That means there will be no new ferry service from New England directly to East Hampton Town.

The law was controversial when it was passed in 2004, when East Hampton said such a service would create traffic nightmares in the town.

The issue arose because Cross-Sound Ferry -- which takes tens of thousands of vehicles a year between Orient on the North Fork and New London, Conn. -- took a survey and found that 20 to 30 percent of the Orient-bound cars and trucks ended up going to the Hamptons.

The ferry was interested in creating a new service that would dock in Montauk, or perhaps Sag Harbor, eliminating the need for vehicles to take another ferry from Greenport to Shelter Island, and yet another from Shelter Island to North Haven.

But East Hampton officials feared a new ferry service would result in people driving through the town to go to Westhampton Beach and other places in Southampton Town. So they passed the law banning any new service, leaving the existing Montauk-to-Block Island ferry as the only one operating in the town.

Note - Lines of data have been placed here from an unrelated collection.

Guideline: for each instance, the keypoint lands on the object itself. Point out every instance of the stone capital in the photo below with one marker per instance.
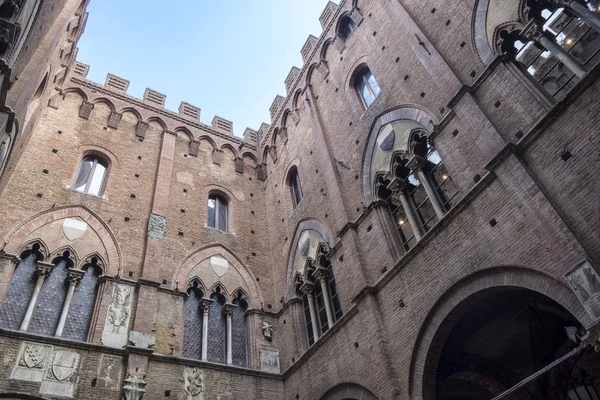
(228, 309)
(205, 305)
(75, 276)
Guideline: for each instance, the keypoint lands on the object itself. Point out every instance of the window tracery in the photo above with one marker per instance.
(557, 45)
(51, 299)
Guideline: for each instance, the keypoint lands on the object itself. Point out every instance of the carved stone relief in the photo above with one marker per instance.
(117, 317)
(585, 282)
(31, 362)
(109, 374)
(193, 383)
(157, 226)
(134, 387)
(61, 374)
(269, 361)
(267, 329)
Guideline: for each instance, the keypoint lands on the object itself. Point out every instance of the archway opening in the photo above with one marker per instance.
(498, 338)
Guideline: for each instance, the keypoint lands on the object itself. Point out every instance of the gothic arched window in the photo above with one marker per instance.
(366, 86)
(217, 212)
(557, 46)
(320, 298)
(239, 351)
(51, 299)
(347, 26)
(193, 323)
(293, 182)
(217, 329)
(410, 175)
(92, 175)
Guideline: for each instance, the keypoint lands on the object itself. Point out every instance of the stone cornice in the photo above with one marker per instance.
(160, 111)
(303, 70)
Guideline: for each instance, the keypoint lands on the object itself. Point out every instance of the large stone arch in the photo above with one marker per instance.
(406, 111)
(307, 224)
(14, 239)
(348, 391)
(482, 24)
(437, 324)
(183, 273)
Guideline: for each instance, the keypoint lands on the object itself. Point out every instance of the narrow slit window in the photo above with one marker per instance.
(91, 176)
(217, 213)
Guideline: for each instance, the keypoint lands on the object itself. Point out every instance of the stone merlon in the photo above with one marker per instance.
(189, 111)
(154, 97)
(223, 125)
(327, 13)
(275, 106)
(291, 79)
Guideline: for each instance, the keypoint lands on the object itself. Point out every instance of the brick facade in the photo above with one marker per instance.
(527, 216)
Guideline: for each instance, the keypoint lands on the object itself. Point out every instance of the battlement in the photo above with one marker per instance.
(222, 125)
(187, 112)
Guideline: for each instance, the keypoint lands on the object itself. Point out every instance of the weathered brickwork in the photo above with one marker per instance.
(525, 219)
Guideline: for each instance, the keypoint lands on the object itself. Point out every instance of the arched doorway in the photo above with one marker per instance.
(497, 338)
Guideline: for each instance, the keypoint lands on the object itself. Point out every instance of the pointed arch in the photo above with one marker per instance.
(76, 90)
(134, 111)
(309, 75)
(159, 121)
(106, 101)
(250, 156)
(348, 391)
(59, 253)
(426, 348)
(185, 131)
(303, 225)
(255, 297)
(210, 140)
(35, 246)
(13, 240)
(196, 280)
(406, 111)
(230, 148)
(89, 260)
(220, 289)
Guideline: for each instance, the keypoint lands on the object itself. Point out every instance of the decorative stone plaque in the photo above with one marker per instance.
(61, 374)
(585, 282)
(117, 317)
(157, 227)
(109, 373)
(193, 383)
(31, 362)
(269, 361)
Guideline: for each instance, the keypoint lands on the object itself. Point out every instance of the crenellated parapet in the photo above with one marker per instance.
(283, 110)
(152, 108)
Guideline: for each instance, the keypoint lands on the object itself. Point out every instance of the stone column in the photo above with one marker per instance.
(307, 290)
(205, 305)
(322, 277)
(561, 54)
(584, 13)
(43, 269)
(399, 187)
(417, 164)
(228, 310)
(74, 277)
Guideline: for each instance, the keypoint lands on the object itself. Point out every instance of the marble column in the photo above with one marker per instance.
(307, 290)
(228, 310)
(561, 54)
(43, 269)
(205, 305)
(584, 13)
(322, 277)
(74, 277)
(417, 164)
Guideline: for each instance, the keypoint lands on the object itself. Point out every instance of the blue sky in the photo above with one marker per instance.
(230, 58)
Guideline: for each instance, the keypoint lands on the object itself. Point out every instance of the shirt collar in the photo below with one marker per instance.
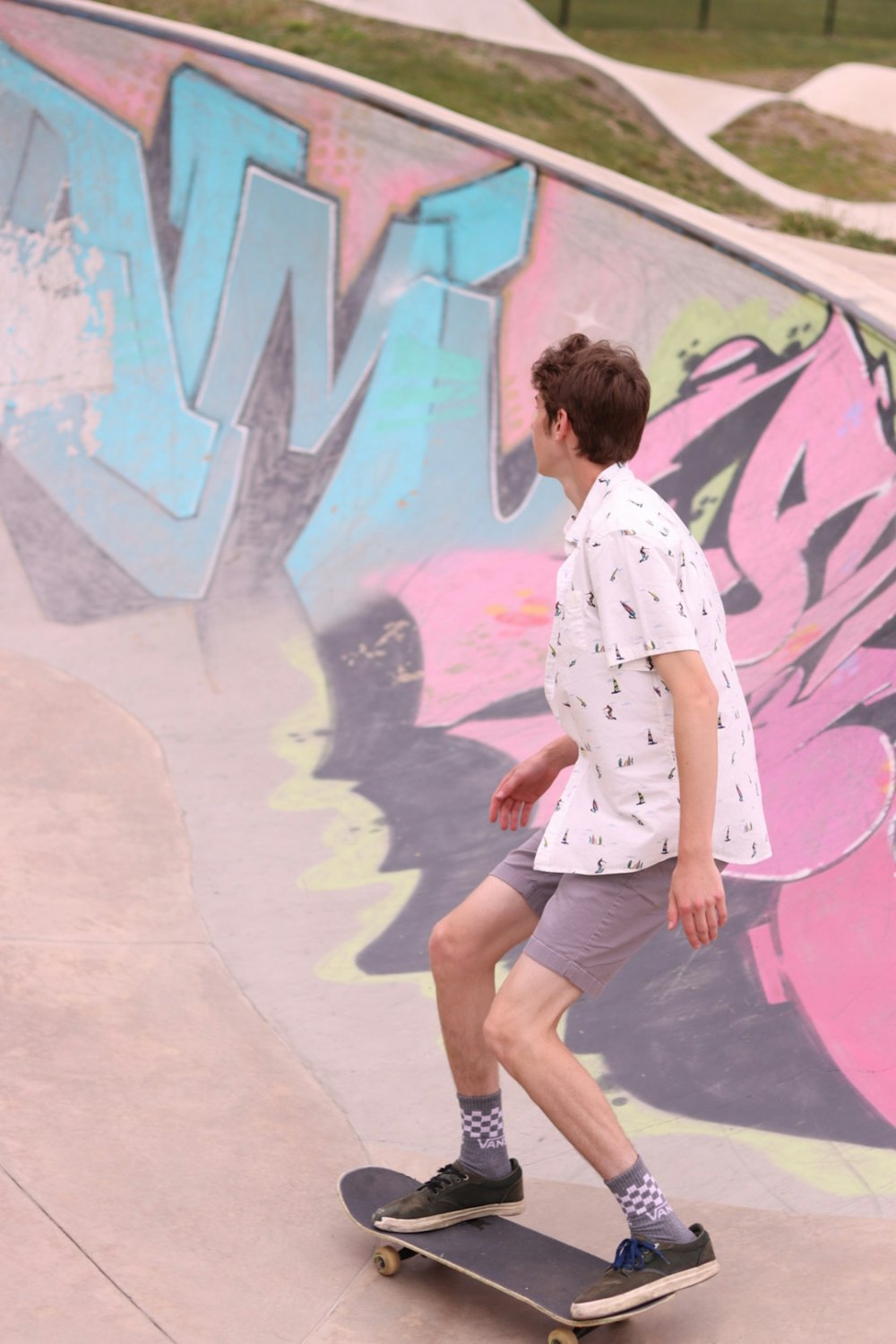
(576, 524)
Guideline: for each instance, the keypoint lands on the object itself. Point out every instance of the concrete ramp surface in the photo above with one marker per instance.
(276, 578)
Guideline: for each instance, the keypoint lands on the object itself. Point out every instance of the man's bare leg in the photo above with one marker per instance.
(465, 949)
(521, 1032)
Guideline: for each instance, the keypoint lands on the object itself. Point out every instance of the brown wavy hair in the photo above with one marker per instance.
(602, 389)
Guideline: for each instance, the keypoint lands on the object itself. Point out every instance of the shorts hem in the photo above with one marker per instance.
(563, 967)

That caused local officials in Southold and Shelter Island to join with Cross-Island to sue to overturn the law, but those officials have long since been voted out of office. Meanwhile, the lawsuit has slowly worked its way through the federal court system. In 2010, the Second Circuit Court of Appeals declined to review the case, saying the impact on interstate commerce was outweighed by the town's inherent ability to control traffic within its borders.

East Hampton Town Attorney John Jilnicki said Tuesday he was happy with the decision. Officials of the Cross-Sound Ferry Company could not be reached for comment.